1981年、値引き競争を制御するために書籍の価格統一(Prix unique du livre)の法がジャック・ラング文化相の下定められた。出版元が定めた定価価格より最大5%までの値引きしか認めないという法律で、大型スーパーや大型書店と小さな書店に値段の差はほとんどない。販売競争は書店それぞれの書籍選択の個性にかかり、その結果、出版元もオリジナリティのある書籍を生みだす。美術本では、装飾を凝ったり、楽しい遊び感覚を演出してみる。芸術作品の販売目的のカタログも、掲載作品の順序は販売のそれによって決まっているものの、イメージの選択を入念に行ったり、実用的な情報などをあえて掲載しないなど、美術本との差異が縮まり、オブジェとしてより美しい本を作る傾向になってきた。

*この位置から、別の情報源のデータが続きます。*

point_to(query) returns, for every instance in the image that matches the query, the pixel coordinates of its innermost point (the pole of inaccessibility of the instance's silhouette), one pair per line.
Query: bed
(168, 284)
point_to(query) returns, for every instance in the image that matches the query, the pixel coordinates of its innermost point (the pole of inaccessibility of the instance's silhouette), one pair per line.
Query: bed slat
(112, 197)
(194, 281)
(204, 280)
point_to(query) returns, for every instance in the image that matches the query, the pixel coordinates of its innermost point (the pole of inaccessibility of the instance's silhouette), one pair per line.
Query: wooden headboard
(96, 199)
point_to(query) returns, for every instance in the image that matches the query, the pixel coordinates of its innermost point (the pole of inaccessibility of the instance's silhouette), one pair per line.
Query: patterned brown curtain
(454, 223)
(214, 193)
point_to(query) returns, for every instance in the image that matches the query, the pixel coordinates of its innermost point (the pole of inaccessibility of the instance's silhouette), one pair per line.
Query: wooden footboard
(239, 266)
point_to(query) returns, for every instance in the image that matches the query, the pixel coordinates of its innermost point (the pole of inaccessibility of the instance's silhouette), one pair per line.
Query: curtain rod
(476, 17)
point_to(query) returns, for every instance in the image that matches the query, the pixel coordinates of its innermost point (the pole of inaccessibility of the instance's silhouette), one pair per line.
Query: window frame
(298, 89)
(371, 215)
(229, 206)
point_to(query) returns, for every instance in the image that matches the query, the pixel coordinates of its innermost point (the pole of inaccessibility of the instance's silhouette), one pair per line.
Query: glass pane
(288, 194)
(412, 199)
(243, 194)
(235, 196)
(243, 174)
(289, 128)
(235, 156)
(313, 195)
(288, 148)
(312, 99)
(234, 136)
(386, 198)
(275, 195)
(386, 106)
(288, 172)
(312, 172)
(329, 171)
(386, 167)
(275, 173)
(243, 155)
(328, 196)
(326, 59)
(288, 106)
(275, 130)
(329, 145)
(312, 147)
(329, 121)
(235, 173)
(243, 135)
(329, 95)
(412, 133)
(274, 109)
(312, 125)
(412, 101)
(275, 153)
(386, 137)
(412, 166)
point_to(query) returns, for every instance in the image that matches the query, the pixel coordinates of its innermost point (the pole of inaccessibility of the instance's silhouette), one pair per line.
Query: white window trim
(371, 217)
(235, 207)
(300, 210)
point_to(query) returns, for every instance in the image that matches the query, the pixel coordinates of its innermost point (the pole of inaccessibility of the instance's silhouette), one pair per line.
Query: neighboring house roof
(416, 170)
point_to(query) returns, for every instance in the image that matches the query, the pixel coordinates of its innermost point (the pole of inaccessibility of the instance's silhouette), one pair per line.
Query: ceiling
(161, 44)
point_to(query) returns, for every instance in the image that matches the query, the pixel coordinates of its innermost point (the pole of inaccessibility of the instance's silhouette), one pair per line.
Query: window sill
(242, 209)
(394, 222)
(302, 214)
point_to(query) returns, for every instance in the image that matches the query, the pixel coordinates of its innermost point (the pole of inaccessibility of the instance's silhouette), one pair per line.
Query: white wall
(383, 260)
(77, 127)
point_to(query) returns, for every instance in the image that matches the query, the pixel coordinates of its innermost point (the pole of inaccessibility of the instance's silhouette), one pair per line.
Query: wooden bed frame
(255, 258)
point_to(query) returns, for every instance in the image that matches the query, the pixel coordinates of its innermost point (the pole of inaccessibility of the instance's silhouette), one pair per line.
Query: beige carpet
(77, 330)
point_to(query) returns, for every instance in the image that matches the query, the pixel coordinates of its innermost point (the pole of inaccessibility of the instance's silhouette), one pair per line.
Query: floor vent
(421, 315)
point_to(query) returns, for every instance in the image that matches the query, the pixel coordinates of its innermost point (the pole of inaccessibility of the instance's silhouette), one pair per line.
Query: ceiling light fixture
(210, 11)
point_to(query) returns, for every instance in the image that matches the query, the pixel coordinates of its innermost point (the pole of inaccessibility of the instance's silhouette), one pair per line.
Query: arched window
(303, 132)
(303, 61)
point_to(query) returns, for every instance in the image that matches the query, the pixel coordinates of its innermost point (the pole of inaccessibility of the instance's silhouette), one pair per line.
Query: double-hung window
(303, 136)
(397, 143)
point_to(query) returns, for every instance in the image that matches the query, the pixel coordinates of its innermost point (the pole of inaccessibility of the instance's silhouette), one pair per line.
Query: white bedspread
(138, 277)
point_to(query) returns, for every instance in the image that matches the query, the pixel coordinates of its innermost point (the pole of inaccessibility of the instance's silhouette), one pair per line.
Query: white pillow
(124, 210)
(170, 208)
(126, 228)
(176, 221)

カタログ全体の統一性を出すため、広告においても植字やレイアウトをグラフィック・デザイナーが修正することがある。

現在はデザイナー業の傍ら、マラケシュとアミアンでグラフィック、特に植字術を指導するルギャル氏。インターネット文化が定着する中、美術本の価値向上と、書籍を自身の作品として世に出すことに奮闘している。